Research alone is not enough. We need to have competent nurseries to produce planting materials at the amount that is needed. It is the same in other agricultural sectors.
We are familiar with the situation in plantation crops, including oil palm and rubber.
The nursery operations of such crops are monitored. Any failure to secure the right planting material can translate into heavy financial losses.
Many are asking why our agricultural sector is not doing as well as our neighbour, Thailand, for example.
We produce almost the same crops as the Thais. But how are they able to export much of their produce?
Those among us who have lived abroad would testify that the tropical stuff in the shops there were from Thailand.
Not just the hot chillies, but also the petai and other tropical condiments.
If they cannot export them fresh, they sell them frozen. I remember we used to get frozen durians from Thailand in New York in the 1980s.
We may need to learn from our success in plantation crops. Some say our poor performance in the rest of agriculture has to do with the way we organise small farmers.

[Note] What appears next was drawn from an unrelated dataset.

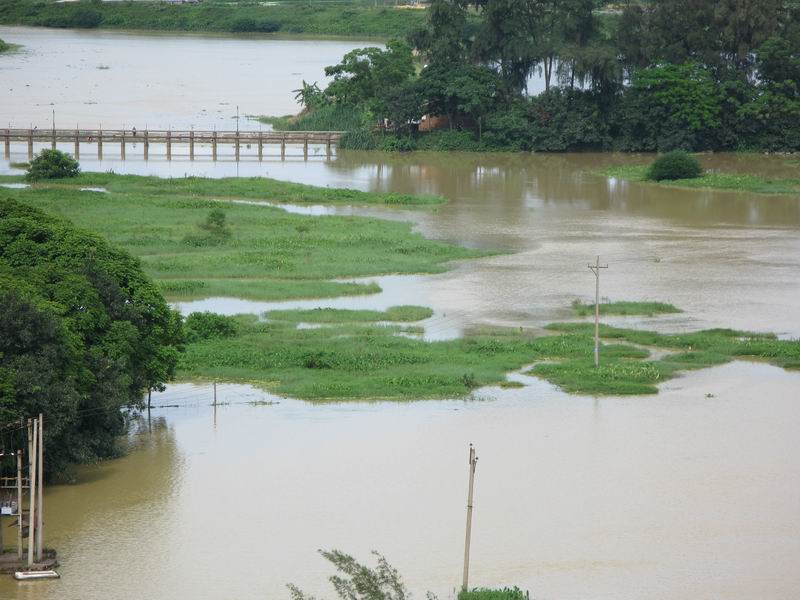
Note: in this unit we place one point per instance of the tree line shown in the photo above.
(654, 76)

This may be true to some extent. Small farmers in Thailand are better supported in terms of planting materials, agronomic advisory and marketing. Their farmers’ cooperatives are also better managed.
Studies have revealed they also have better agricultural extension services.
Unlike the local system, their researchers are also the people directly involved in the extension work. They mix with the farmers.
There is also a lot of communication done through television and radio. This has now expanded into TikTok and the like.
Their cooperatives are involved with the processing and marketing of their produce.
Through such arrangements, their farmers are well compensated. That also explains why they do not have much problem attracting the young to farming.
I think it is time we considered overhauling our agribusiness system.
We can learn from the palm oil industry model. The Malaysian Palm Oil Board is run as a partnership between industry and government.
There is regular consultation on strategies not only for research and development, but also for marketing and infrastructure support.
We may want to restructure the rice industry along similar lines creating, for example, a Malaysian Rice Industry Board with representatives from industry and government.
The board can introduce incentives to attract private investments in rice production and downstream activities.
Small rice farmers can form cooperatives. They can partner with the bigger private sector rice companies to process and market their produce.
Let the price of rice be determined by market forces, but keep a close eye on cartels and hoarders.
Done properly, there is no reason why we cannot one day be a major exporter of rice.